Daredevil interstellar couriers and Wishbone, their souped-up spaceship, see light years of danger when they agree to escort a witness in a criminal case through hostile hyperspace.
Imagine if, instead of Chewbacca, Han Solo had another partner: Han Solo. That’s the vibe between interstellar couriers Bill Jenkins and Randy Henson, two young, handsome, clever and daring pals self-employed in the galactic delivery business. They’re known for taking especially risky assignments just for the thrill of it. Their ace is a sleek “stellayacht” named Wishbone, tricked out with fancy hyperdrive engines and yottabytes of astronavigational data. But the Wishbone’s latest contract turns out to be more than they bargained for, as the boys must deliver a witness and a dossier of evidence about deep-space corporate violations to a tribunal on the corrupt world of Philcani-Tu.

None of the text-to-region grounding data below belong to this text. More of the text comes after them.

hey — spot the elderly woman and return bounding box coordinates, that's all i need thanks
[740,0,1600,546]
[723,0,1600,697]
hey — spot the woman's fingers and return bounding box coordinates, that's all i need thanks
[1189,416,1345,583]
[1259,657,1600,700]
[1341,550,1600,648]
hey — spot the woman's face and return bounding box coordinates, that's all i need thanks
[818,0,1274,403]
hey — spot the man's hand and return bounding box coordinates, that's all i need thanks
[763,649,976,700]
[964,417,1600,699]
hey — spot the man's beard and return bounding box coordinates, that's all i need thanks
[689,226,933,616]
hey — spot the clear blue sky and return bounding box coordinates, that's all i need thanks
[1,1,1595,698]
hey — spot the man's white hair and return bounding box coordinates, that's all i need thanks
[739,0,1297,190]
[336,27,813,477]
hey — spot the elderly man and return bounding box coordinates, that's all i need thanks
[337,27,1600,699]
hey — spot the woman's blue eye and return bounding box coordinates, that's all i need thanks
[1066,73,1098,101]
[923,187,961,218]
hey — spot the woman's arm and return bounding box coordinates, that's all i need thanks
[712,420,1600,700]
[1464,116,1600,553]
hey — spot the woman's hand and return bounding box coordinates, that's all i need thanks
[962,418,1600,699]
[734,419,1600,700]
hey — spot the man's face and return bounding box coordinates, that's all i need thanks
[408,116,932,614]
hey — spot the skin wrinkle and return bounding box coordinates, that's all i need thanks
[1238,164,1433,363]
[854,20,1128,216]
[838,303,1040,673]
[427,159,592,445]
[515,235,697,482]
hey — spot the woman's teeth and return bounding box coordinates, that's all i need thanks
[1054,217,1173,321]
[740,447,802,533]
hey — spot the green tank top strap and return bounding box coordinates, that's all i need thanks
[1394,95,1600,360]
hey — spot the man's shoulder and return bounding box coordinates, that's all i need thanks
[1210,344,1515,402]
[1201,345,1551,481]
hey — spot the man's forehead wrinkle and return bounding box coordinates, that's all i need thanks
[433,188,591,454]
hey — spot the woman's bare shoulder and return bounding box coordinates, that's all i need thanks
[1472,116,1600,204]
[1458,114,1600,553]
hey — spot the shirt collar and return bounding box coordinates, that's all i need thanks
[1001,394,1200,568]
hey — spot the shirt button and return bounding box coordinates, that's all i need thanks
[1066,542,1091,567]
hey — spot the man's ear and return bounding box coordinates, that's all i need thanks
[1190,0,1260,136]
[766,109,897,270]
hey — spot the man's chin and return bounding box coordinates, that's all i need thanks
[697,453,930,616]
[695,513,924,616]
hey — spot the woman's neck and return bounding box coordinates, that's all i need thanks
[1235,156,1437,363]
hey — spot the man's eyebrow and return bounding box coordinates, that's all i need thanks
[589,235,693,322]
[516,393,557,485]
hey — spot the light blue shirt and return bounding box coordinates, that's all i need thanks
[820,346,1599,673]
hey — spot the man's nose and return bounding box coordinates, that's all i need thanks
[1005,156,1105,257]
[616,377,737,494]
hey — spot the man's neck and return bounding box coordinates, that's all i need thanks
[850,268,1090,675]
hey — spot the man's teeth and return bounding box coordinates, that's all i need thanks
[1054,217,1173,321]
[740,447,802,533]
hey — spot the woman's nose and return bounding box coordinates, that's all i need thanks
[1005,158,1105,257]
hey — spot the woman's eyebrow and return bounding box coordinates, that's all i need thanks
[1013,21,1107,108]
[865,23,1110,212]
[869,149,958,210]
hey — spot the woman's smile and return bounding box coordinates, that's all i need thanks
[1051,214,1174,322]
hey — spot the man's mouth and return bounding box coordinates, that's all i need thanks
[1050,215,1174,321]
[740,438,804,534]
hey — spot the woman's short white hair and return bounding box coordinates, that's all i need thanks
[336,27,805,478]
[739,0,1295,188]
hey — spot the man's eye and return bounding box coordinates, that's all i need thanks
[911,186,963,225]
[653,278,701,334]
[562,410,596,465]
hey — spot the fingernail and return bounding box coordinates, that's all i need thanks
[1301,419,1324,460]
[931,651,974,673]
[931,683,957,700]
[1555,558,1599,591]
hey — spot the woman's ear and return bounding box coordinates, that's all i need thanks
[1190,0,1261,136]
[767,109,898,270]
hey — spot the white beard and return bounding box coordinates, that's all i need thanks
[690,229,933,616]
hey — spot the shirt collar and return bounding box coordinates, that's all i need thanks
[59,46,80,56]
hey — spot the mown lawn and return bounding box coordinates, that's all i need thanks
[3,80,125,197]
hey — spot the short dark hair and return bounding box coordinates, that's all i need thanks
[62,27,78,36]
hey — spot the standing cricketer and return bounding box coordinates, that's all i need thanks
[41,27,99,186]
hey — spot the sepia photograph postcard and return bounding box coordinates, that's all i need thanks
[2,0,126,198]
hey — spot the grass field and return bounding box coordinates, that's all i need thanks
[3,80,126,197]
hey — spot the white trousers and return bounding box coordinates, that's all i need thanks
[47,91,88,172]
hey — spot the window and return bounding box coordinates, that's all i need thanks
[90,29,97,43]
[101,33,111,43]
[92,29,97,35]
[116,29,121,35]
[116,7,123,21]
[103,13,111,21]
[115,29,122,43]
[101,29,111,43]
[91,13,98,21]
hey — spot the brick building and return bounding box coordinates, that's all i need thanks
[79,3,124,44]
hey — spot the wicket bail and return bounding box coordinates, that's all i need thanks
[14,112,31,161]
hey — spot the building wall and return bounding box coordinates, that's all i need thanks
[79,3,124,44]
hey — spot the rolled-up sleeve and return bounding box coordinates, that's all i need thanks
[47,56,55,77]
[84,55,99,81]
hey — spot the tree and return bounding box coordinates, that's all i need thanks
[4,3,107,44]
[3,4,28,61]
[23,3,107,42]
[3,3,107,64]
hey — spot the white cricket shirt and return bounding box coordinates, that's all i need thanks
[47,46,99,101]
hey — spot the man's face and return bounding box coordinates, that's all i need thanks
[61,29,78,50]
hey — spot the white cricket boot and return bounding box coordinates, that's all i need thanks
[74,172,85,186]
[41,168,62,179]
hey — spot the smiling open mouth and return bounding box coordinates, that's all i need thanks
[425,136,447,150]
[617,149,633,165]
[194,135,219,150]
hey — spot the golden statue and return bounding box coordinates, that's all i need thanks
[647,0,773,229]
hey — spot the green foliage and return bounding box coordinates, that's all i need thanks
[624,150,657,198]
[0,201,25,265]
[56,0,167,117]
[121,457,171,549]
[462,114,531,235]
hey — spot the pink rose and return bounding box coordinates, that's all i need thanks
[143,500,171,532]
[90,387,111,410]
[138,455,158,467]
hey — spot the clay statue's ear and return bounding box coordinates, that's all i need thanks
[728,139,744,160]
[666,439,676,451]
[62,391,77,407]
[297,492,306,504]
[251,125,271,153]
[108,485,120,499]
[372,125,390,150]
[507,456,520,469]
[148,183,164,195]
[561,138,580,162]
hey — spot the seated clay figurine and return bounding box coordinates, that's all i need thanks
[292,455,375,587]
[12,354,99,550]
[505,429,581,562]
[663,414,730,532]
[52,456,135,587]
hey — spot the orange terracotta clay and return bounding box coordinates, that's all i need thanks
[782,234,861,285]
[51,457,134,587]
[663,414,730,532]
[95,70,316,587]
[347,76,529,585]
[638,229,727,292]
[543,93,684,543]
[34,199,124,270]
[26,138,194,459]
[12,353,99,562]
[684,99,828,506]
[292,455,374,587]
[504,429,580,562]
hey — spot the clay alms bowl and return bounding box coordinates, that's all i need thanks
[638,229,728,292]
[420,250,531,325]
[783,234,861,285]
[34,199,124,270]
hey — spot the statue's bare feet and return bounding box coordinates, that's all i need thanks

Their three shifty passengers are a wimpy human lawyer, a harsh femme fatale mercenary, and a strange otterlike animal, but a more pressing peril en route comes from outside: A squad of attack ships, also engineered for hyperspace, is light years away but determined to catch up with and destroy the Wishbone. In a narrative that is, essentially, one long space chase, the lead characters and relentless posse resemble the crux of Butch Cassidy and the Sundance Kid. Such is the forward momentum that even the predictable bits breeze past enjoyably, and the tale still takes a few eventful turns after it appears the finish line has been crossed. Despite keeping the tone buoyant with some pulpy slang dialogue—e.g., “my old bucko,” “So who’s minding the store?” “where’s the whatchama-callit?”—and loving references to mid-20th-century movies and 1960 Corvettes, the story avoids careening into camp. In dealing with malicious faster-than-light missiles and other menaces, some of the dynamic duo’s problem-solving skills are worthy of Capt. Solo.
A quicksilver, retro-style space opera packed with zero-gravity thrills.